Zum immer leerer Werden der Läden habe ich das hier gefunden: Eine Dynamik aus Hamsterei und das Warten auf "bessere" Produkte:
Zitat„Die Leute kauften alles auf, was man aufheben konnte und wofür ihnen die DM zu schade war“, erinnert sich Sybille Reider, die heute wie damals in der Nähe von Weißenfels in Sachsen-Anhalt lebt. Das gilt im verrückten Juni 1990 auch für Mehl, Salz, Öl und Kartoffeln. Aber nicht
nur die Hamsterer reißen Lücken ins Angebot. Reihenweise bestellen die Läden einfach nichts mehr bei DDR-Herstellern. Sie haben Angst, die Produkte nach der Währungsunion nicht mehr loszuwerden. Denn nicht nur das Geld aus dem Westen hat die bessere Qualität. Das irrationale
Verhalten der Kunden, die sich einerseits über Versorgungslücken beklagen, aber andererseits auch keine heimischen Waren mehr kaufen wollen, gibt dem Ganzen eine besondere Dynamik.

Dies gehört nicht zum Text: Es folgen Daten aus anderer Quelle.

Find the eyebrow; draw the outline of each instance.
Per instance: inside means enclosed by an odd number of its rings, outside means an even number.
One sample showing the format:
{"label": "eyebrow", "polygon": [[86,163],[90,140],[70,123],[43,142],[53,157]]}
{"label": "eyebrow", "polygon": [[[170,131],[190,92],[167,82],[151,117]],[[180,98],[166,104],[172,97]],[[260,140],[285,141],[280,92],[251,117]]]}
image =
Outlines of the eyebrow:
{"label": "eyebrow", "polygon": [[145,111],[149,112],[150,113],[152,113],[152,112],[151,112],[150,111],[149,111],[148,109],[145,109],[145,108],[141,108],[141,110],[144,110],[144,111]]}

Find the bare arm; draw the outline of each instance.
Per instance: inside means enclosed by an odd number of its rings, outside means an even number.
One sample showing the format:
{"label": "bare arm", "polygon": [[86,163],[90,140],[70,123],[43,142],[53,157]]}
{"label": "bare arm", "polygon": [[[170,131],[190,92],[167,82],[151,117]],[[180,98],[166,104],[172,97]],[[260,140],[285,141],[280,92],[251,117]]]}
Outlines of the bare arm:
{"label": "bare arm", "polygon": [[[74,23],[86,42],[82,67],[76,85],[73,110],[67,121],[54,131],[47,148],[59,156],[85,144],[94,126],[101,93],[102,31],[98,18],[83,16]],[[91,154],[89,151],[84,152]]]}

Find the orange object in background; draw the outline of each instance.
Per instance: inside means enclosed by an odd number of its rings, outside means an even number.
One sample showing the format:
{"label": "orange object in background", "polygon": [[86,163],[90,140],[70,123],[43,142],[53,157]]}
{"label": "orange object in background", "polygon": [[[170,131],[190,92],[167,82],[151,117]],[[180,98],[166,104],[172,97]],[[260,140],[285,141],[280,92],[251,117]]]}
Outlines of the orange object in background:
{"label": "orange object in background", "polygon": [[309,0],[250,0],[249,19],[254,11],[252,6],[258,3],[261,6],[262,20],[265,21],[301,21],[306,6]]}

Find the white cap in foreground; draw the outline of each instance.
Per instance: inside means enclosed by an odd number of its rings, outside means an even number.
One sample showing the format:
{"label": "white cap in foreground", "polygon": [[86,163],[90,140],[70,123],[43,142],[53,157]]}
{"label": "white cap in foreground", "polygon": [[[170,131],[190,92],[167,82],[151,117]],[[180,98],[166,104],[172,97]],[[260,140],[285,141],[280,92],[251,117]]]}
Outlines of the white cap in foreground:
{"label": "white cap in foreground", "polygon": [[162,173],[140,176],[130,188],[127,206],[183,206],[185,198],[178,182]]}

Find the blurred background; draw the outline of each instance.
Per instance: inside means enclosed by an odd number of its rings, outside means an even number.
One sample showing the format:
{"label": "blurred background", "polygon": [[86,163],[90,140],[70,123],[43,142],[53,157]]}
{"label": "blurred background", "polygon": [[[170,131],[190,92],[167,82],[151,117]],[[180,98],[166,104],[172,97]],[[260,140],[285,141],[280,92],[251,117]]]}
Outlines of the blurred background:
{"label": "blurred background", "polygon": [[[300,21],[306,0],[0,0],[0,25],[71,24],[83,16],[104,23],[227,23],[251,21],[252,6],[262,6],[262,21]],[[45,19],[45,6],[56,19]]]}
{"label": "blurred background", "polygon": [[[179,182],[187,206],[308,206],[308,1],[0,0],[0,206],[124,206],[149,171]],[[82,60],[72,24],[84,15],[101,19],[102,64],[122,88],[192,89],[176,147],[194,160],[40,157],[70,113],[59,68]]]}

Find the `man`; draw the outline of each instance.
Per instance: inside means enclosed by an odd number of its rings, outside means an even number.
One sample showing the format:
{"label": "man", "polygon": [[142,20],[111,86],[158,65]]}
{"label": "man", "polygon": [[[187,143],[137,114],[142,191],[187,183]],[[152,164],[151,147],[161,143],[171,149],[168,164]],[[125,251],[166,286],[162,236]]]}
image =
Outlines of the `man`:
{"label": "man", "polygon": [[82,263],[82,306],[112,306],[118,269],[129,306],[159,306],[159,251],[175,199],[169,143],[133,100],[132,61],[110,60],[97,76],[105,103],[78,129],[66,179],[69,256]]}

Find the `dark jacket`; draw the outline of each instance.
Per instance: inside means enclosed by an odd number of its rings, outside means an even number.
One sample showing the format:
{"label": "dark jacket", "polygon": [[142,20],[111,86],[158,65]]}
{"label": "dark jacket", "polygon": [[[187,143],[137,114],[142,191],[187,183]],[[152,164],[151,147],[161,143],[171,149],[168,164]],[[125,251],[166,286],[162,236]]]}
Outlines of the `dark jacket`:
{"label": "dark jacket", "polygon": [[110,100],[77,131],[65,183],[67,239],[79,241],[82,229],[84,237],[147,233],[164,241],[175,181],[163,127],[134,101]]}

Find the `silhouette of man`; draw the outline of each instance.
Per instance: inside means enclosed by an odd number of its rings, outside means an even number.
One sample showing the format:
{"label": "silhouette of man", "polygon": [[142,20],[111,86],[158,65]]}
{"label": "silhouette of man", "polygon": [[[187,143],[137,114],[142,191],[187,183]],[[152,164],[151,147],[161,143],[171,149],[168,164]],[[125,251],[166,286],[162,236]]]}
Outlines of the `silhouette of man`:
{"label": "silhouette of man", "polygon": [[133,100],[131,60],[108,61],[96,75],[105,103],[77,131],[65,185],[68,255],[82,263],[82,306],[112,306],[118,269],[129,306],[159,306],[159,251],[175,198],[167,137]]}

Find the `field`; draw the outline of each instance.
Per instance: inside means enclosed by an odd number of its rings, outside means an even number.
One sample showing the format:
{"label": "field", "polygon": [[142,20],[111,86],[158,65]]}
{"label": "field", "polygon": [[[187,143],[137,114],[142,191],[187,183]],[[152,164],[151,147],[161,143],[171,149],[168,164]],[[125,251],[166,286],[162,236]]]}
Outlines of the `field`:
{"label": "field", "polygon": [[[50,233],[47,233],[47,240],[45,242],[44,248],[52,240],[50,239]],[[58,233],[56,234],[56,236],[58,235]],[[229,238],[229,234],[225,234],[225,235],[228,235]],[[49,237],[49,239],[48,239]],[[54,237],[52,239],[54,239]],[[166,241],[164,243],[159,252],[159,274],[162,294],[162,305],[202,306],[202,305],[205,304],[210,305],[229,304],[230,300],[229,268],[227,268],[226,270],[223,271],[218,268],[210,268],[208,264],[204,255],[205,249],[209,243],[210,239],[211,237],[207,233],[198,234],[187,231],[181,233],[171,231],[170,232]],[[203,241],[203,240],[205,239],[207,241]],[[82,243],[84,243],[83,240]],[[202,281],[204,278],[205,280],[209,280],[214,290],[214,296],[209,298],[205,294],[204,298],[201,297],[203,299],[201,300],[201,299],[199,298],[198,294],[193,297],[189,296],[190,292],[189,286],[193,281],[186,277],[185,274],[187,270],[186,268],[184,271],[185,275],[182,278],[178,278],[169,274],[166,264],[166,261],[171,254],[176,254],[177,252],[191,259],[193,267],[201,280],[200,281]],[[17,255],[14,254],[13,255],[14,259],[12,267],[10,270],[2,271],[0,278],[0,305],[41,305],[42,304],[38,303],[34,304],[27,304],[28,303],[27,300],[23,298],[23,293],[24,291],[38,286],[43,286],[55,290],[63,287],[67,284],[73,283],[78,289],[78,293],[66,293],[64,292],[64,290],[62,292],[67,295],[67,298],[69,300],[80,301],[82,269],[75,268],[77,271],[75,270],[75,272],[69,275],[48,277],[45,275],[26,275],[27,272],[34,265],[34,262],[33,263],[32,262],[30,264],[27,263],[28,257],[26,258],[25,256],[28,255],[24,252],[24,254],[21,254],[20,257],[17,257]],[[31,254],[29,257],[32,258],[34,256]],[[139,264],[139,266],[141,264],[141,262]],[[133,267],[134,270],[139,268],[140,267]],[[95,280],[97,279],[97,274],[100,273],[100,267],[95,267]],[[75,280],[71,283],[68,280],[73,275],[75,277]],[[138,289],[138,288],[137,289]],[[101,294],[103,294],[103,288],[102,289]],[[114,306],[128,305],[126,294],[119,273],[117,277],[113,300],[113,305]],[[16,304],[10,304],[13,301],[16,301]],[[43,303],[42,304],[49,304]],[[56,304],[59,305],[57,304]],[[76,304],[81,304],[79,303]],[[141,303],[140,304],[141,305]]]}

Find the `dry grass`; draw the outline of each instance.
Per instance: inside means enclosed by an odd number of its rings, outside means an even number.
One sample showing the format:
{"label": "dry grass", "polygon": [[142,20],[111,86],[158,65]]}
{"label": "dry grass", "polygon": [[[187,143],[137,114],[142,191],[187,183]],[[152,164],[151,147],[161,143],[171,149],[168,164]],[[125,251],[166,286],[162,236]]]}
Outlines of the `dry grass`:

So entsteht eine paradoxe Situation. Viele Betriebe bleiben auf ihren Erzeugnissen sitzen, während es in den Geschäften nichts zu kaufen gibt. Derweil wächst der Druck auf die DDR-Regierung. Auf der einen Seite stehen die unterversorgten DDR-Bürger, auf der anderen die Betriebe und Bauern, denen das Wasser bis zum Hals steht, weil ihnen keiner etwas abnimmt.
Es wurden in der Tat viele Ost-Produkte im Sommer 1990 vernichtet. Eis zum Beispiel, Molkereiprodukte und Obst:
Zitat"Da bekam ich Montag früh einen Anruf aus einer Kaufhalle, dass wir unser Eis wieder abholen sollen." Margot Siedow fuhr hin und fragte den Verkaufsstellenleiter, warum er das Eis nicht mehr haben will. "Hat der wortwörtlich gesagt: 'Wir haben 40 Jahre Ihr Eis gegessen, jetzt nehmen wir das andere.'" [...]
Frau Siedow von der Leipziger Firma "Eis-Mayer" musste in der ersten Juli-Woche 1990 tatsächlich Hunderte Kartons Eis am Stiel aus den Kaufhallen zurückholen. "Wir haben dann alles auf eine Müllkippe gefahren. Dort wurden die Kartons abgeladen, ausgeschüttet und eingestampft." Einige Wochen später war die traditionsreiche Firma "Eis-Mayer" am Ende.
Und:
ZitatUnd so vernichteten Molkereien tonnenweise Butter, Milch und Joghurt, Bauern ließen das Obst an den Bäumen vergammeln, pflügten reifes Getreide unter und Schweinezüchter töteten ihre Ferkel: "Es ist
jammervoll, aber was sollen wir machen?", fragte ein verzweifelter Bauer in der Nachrichtensendung "Aktuelle Kamera".
http://www.mdr.de/damals/archiv/artikel97784.html
Da gibt es auch ein Geschichts-Special dazu, habe ich jetzt aber nicht angesehen.